How much heat are you talking about? While wood is not considered a good
insulator, it will block heat and if not vented properly cause quite a
buildup. More of a design consideration that a material choice.
Its actually going to house a PC.
The design currently has 2 intake fans on the side, 2 outs on th other
side and a blow hole on the top. DVD etc drives will be mounted
externally. The primary objective is to keep the cpu cool, I figured if
I could prevent the wood from retaining heat that would help drop the
inside temperature. Using persex in the same configuration, the internal
temp is about 31c, the cpu temp 47-55c. With the new setup I want to
reduce the cpu temperature to below 45c.
A fellow on tv last evening was building a PC to go into a Hummer. He had
vibration to deal with, but also a big heat load, since his customer lives
in the desert of the western US. He was using a heat transfer system with
a radiator not unlike an air conditioning system would use.
PC gamers are always looking for ways to make their systems run faster,
cooler and more reliably. Since they often bump the clock rates for
additional performance, they follow the latest cooling techniques. Check
out some of the web sites catering to their needs, and see if you can find
some ideas there.
The choice of wood is the least of your problems. I'd use walnut, because
I like the way it looks, and I have a bunch of it.
For those are really worried about CPU heat, for get fans. I suggest
liquid cooling. Anyone with a spare $5150 for a computer might try the
Voodoo f:5 Rage:
No fans at all. I have no idea how it would deal with vibration, but
I'd bet the company would work something out.
Water cooling is a little too expensive really, it wouldbe nice, But I
dont want to rely on it. If the pump should fail, not only do you have
fried componants, but the heat increase would likely cause the water to
expand and leak from the pipes resulting in some nasty electrical stuffs ;P
Ill be using 5 case fans with automatic controlling units and advanced
cpu heatsinks, ram/chip coolers etc etc, but I wanted to make sure I
covered everything :P
I have plans to build a mockup and chuck a smoke bomb in to check the
thermodynamics. I was just concerned incase the wood insulated the heat
and increase the internal temperature. The reason I ask about woods, is
that I would assume softwood, being less dense, would insult the heat
better than hardwood, and you, being the woodworking people ;), are the
best people to ask :D
Wood never insulted nobody... :)
There's virtually no difference in heat transfer characteristics by
species, and certainly not enough in the type of application you're
looking at to be worth worrying about.
I don't think Voodoo uses water. And I haven't heard any rumors about
pump failure or other problems. They don't even use CPU fans. But,
you're right, it is pricey as all get out.
I don't know if a smoke bomb would check thermodynamics, but you should
get a good idea of air flow that way.
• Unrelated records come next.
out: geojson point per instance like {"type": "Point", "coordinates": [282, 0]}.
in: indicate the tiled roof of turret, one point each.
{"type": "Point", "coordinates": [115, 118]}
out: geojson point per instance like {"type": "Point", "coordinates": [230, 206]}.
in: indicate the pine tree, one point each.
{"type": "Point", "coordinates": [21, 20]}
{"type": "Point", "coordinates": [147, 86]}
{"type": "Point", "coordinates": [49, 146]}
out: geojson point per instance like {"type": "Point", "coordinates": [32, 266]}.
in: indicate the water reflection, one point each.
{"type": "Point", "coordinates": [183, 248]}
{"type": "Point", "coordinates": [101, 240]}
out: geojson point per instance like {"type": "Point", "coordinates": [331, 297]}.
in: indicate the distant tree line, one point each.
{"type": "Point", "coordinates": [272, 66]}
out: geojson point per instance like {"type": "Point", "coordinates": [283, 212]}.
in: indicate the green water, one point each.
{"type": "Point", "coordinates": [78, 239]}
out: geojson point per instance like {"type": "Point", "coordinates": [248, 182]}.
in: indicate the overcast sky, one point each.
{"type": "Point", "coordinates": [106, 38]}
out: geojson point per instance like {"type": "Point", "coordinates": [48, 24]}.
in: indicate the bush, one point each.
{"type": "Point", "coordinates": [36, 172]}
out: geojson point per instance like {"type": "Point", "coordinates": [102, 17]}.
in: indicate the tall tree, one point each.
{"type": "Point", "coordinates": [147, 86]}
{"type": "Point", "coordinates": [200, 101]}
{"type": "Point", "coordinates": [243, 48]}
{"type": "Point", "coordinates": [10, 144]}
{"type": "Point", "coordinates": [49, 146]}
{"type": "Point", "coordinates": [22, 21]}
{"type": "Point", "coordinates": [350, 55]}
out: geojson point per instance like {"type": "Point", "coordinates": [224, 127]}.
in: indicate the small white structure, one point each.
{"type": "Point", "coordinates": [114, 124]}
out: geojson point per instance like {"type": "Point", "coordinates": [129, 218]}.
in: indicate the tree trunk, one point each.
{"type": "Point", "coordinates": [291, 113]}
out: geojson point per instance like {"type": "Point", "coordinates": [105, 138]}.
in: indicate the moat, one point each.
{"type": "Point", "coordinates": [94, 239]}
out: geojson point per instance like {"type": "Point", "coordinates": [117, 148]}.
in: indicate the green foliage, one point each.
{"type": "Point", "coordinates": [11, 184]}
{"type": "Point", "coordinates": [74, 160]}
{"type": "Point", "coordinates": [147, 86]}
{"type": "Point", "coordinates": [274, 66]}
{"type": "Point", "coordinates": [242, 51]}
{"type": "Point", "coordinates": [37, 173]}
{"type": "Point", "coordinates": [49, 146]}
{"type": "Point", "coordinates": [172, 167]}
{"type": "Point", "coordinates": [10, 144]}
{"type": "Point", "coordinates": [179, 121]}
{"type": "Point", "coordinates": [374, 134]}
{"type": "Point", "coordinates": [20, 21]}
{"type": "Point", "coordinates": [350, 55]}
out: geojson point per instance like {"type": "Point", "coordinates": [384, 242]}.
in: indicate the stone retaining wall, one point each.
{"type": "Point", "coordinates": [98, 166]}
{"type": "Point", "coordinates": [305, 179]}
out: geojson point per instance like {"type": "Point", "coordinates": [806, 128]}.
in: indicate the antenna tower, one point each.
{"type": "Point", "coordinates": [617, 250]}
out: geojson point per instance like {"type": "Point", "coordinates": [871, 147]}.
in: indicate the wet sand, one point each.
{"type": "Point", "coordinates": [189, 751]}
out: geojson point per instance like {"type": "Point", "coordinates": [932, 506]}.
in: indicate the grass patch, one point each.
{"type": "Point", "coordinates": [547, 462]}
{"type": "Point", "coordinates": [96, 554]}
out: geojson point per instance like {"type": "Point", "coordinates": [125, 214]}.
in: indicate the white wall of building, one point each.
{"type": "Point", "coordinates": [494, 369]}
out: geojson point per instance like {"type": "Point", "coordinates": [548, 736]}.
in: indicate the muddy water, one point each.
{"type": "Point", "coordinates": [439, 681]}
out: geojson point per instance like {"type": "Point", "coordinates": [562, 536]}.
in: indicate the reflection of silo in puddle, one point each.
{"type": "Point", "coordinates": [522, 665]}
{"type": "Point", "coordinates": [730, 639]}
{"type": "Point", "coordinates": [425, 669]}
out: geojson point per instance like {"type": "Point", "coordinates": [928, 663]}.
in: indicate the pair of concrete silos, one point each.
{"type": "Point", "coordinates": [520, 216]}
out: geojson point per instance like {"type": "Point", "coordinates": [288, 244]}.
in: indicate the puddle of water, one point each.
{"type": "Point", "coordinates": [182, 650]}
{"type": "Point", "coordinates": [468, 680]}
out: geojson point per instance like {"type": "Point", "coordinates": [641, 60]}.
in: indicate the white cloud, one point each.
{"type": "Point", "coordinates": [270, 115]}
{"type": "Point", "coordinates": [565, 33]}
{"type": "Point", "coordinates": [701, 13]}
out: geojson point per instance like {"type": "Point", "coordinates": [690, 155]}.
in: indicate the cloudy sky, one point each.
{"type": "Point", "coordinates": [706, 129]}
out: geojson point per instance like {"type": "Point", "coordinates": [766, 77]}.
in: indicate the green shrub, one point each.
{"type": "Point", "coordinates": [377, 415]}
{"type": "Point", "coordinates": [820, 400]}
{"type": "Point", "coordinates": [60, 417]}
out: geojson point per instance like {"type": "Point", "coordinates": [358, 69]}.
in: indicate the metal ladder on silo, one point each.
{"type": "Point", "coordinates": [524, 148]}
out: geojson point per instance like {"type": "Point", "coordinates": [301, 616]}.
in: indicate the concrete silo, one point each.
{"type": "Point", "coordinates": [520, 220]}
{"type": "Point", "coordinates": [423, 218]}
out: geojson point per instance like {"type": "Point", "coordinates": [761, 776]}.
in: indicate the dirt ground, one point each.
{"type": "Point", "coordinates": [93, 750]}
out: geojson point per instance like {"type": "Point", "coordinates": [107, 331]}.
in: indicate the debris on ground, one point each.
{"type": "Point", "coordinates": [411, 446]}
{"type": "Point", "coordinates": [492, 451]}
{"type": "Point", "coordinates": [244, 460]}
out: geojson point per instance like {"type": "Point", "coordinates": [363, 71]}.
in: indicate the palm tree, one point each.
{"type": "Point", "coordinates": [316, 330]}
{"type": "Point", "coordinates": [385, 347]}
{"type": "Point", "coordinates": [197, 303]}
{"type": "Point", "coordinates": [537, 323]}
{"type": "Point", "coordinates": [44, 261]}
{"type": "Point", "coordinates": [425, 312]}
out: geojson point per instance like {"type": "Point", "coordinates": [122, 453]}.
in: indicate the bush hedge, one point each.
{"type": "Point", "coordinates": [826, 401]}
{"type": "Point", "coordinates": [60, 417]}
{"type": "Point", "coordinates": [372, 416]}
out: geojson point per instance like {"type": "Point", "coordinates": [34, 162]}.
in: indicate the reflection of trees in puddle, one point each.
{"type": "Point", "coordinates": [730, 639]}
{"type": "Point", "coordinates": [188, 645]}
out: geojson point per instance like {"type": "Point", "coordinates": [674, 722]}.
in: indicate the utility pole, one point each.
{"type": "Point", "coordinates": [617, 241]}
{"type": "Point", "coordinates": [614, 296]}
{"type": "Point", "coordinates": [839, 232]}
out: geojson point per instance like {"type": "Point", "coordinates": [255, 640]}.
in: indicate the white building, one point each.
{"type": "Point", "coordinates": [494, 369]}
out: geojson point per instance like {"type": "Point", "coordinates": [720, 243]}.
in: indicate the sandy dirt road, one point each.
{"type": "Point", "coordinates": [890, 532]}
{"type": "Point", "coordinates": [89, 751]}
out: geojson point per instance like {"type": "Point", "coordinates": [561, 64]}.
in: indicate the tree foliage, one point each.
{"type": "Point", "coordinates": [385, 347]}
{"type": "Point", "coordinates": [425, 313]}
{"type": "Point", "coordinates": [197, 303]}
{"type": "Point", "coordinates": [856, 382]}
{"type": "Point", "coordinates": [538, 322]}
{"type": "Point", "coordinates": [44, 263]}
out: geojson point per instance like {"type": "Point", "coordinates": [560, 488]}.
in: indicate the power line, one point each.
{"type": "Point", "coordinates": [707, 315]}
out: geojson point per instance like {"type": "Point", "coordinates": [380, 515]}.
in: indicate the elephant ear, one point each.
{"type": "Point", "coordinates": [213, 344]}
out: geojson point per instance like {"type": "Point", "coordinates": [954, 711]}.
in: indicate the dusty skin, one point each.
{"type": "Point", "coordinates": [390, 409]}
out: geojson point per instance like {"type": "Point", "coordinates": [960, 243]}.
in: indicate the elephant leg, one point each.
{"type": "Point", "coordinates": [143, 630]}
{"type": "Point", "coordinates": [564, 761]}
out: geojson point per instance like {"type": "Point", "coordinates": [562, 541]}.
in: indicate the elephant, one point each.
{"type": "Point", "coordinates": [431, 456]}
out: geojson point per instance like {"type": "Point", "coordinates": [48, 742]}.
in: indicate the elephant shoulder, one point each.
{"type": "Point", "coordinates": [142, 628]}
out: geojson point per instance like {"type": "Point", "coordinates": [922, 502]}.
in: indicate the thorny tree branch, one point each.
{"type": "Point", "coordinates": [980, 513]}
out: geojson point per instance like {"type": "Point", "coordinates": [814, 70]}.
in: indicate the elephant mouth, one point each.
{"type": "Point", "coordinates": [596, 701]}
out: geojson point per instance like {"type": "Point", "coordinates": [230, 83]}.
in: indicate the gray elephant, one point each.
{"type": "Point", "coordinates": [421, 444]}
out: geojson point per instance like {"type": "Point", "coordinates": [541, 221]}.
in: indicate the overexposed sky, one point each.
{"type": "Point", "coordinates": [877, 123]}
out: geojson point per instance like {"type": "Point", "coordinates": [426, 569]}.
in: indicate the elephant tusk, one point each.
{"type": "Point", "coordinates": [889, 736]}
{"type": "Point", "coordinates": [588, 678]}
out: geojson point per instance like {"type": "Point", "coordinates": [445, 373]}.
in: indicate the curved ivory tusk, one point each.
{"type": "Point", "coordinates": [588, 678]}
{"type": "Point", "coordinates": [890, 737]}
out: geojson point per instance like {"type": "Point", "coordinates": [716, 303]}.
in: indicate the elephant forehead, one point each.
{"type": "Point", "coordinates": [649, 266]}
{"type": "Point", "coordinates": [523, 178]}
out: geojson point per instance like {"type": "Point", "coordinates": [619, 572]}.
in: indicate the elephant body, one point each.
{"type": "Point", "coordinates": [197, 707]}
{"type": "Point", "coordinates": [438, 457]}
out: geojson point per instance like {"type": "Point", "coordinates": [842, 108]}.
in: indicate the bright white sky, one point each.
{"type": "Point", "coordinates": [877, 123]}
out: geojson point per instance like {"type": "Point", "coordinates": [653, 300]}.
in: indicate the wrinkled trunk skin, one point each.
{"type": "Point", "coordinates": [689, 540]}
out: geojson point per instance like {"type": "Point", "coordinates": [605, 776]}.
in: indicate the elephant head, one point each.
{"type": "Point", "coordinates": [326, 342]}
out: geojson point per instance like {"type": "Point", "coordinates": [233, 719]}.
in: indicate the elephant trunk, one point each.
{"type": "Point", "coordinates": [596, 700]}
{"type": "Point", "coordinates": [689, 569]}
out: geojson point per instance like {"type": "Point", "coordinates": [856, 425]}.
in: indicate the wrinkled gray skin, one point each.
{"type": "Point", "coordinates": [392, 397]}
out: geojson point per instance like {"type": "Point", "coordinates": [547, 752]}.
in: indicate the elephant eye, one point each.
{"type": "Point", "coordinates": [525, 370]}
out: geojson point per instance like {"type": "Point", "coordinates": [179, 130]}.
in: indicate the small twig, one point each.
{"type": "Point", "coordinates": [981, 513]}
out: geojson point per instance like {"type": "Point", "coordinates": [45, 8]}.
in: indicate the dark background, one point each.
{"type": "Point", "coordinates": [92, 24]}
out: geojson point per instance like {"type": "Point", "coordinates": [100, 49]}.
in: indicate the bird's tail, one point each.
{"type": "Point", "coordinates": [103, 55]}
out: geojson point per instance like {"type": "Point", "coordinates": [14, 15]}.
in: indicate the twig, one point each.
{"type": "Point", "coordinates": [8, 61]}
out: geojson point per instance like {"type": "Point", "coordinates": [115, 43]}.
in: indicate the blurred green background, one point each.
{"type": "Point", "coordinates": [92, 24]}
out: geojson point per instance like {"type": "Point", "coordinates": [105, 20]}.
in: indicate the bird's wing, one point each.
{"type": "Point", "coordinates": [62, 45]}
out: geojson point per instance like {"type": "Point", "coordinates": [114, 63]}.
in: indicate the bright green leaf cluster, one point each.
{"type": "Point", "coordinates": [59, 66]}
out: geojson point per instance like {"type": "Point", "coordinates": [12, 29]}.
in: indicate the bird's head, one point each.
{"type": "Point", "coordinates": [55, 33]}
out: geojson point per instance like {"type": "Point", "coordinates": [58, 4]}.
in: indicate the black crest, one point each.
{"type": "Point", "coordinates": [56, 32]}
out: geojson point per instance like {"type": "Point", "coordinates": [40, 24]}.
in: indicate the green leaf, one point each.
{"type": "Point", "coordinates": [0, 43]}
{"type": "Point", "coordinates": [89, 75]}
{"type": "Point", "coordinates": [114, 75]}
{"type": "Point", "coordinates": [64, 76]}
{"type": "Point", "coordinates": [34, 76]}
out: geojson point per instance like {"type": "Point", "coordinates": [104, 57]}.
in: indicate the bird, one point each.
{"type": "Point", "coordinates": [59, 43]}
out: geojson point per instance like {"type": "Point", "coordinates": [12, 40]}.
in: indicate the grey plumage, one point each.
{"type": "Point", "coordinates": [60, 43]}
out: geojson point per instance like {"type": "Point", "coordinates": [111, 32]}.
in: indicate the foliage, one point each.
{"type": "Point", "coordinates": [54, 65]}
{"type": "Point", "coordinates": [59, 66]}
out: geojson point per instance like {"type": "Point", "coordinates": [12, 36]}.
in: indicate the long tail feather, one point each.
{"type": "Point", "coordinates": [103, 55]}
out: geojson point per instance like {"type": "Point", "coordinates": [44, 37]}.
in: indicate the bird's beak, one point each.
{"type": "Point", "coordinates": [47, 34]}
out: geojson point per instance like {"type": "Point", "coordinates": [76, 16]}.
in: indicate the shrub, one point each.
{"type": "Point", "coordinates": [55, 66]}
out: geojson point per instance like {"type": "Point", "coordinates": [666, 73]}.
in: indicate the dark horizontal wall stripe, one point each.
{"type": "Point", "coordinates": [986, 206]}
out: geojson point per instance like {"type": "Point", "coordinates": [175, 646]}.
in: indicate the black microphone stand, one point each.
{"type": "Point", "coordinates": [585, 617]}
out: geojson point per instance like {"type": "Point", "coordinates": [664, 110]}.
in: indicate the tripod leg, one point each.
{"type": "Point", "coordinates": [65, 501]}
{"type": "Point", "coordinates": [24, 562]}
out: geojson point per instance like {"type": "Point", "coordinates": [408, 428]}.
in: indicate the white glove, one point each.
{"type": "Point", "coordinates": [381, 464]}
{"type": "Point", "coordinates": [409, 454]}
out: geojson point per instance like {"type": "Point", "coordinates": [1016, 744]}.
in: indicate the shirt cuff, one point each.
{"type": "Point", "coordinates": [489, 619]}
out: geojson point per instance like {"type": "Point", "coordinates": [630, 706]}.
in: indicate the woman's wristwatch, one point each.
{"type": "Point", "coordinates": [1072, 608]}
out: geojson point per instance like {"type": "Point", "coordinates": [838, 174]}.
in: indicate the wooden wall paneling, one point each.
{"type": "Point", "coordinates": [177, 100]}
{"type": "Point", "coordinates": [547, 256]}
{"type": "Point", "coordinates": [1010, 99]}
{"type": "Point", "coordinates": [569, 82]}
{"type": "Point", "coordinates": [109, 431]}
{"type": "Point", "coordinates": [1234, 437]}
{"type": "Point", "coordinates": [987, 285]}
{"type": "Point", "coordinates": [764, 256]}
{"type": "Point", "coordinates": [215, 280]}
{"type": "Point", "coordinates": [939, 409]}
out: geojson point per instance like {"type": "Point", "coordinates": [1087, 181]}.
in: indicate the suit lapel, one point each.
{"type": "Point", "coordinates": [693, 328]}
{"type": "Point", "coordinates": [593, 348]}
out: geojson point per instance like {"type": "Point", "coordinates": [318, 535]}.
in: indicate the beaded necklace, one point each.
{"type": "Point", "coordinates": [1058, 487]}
I'd try that, and I'd see about
getting a small electric heater inside the mock-up (outdoors, of
course) to raise the temperature a bit. Find an old metal case to
check. Then check the wood case mock up. With good air flow and a
potful of fans, you should be OK.
I'm sure that the difference of heat transmission between wood species
is measureable, for someone with some fancy equipment. for practical
purposes, consider all wood to be an insulator. as long as you get
good airflow through the case you should be fine.
In the olds days(1950,s and early 60's ) the high-end hi fi makers used
cherry,my dad still has one in his living room (a 245watt amp and turner).
just make sure you put in ventilation and a brushless fan.
I can advise you or give you advice. Which would you prefer? ;)
ALL wood insulates well. The fix is to add acouplethree 2"
diameter holes in the back of the unit both top and bottom.
This lets hot air out the top and cool air in the bottom,
cooling the unit. Most entertainment centers have this.
Don't stain it. Use red wood, like padauk, purpleheart or jarrah.
All are fairly hard and dense. Use www.woodfinder.com to search
for these woods in your area.
All finish will add some insulative properties but finishes both
inside and out are a necessity. With the air holes, you're covered.